La population s’accroît, l’action de l’homme se fait très forte dans l’environnement.
 L’utilisation de l’araire et l’apparition de l’outillage métallique favorisent de nouveaux défrichements. La multiplication des sites fortifiés révèle des tensions entre les communautés voisines pour l’obtention des terres. Le commerce des matières premières (cuivre, étain…) et d’objets finis en métal entre les différentes régions va de pair avec une circulation des techniques et des idées.
Les dimensions plus réduites de cet habitat (7m sur 5) indiquent des modifications au sein du groupe familial. Les poteaux ne sont pas plantés dans le sol, la charpente est portée par une ossature de bois, posée sur une semelle de fondation. Elle est caractérisée par son toit à quatre pans et les pièces de bois sont reliées par des assemblages complexes réalisés à l’aide d’un outillage métallique.

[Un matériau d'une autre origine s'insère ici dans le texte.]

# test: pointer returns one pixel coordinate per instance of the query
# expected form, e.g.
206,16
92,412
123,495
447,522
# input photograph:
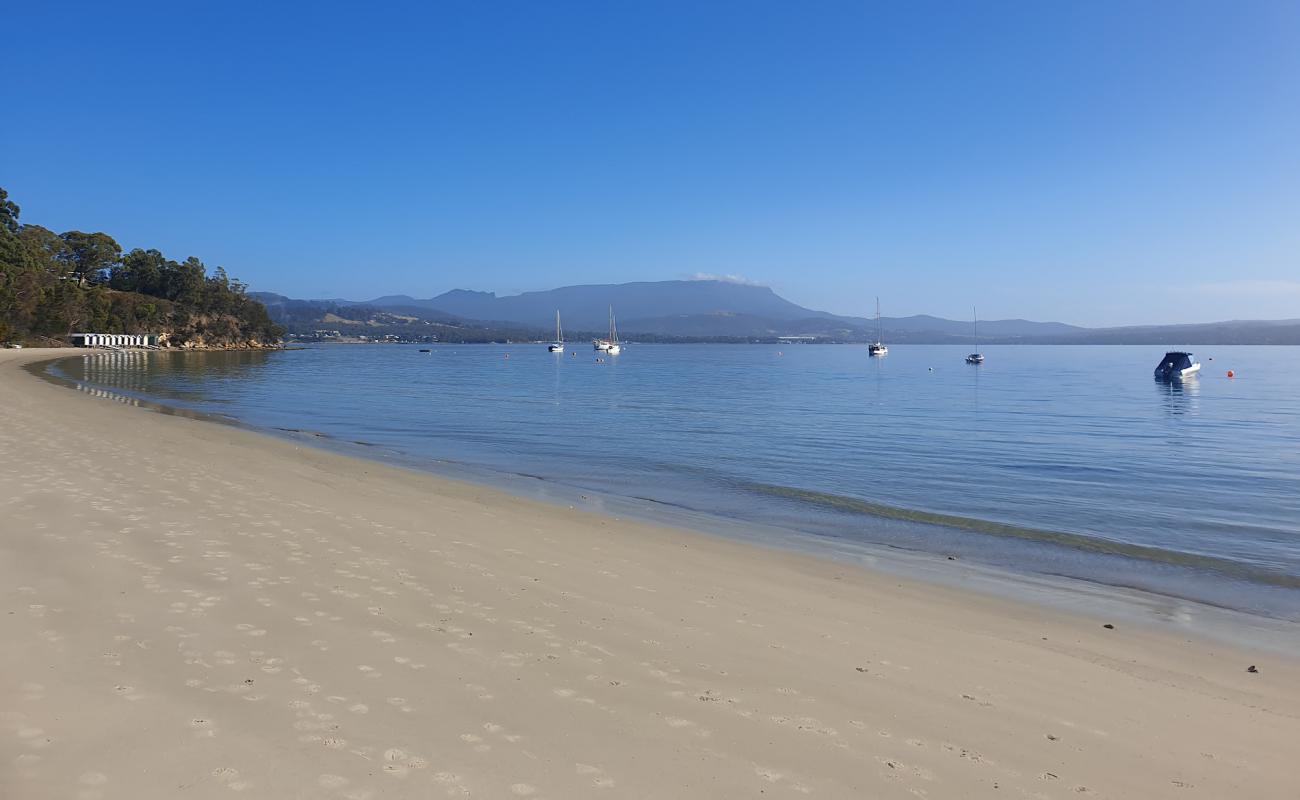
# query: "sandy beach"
195,610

Cette maison présente les caractères d’une maison individuelle (contrairement à la maison du Néolithique) délimitée par un enclos (ce qui marque le début de la propriété privée).


La maison du 2ème Age du Fer (50 avant J.-C)

Elle a été reconstituée d’après les fouilles du site de Villeneuve-Saint-Germain, près de Soissons, dans l’Aisne.
La fin de la conquête romaine n’a pas encore entraîné de changement important dans le mode de vie des Gaulois au nord de la Seine.  
maison gauloise christelleLa prospérité des peuples belges provient toujours de l’agriculture et de l’élevage, mais l’artisanat prend de plus en plus d’importance, tout comme le commerce.  

Cette maison faisait partie d’un village, dans un vaste site implanté dans une boucle de l’Aisne, protégé par une fortification. On a pu observer des îlots d’habitations séparés par un système de rues perpendiculaires.
A l’écart de la zone d’habitat fonctionnait un secteur d’activité artisanale. La découverte d’un atelier où était fabriqué des monnaies prouve qu’une autorité politique siégeait à cet endroit.

Le perfectionnement de l’outillage de fer (presque identique à celui du début du XXème siècle) permet de réaliser des techniques d’assemblage très complexes. Cette habitation est une des rares à posséder un grenier pour le stockage des grains. Ce grenier est posé sur une série de 9 poteaux, des disques de pierre interdisent l’accès aux rongeurs. L’ensemble se complète par une cave profonde de 2 m, servant à conserver des aliments, et par un puits permettant de canaliser l’eau.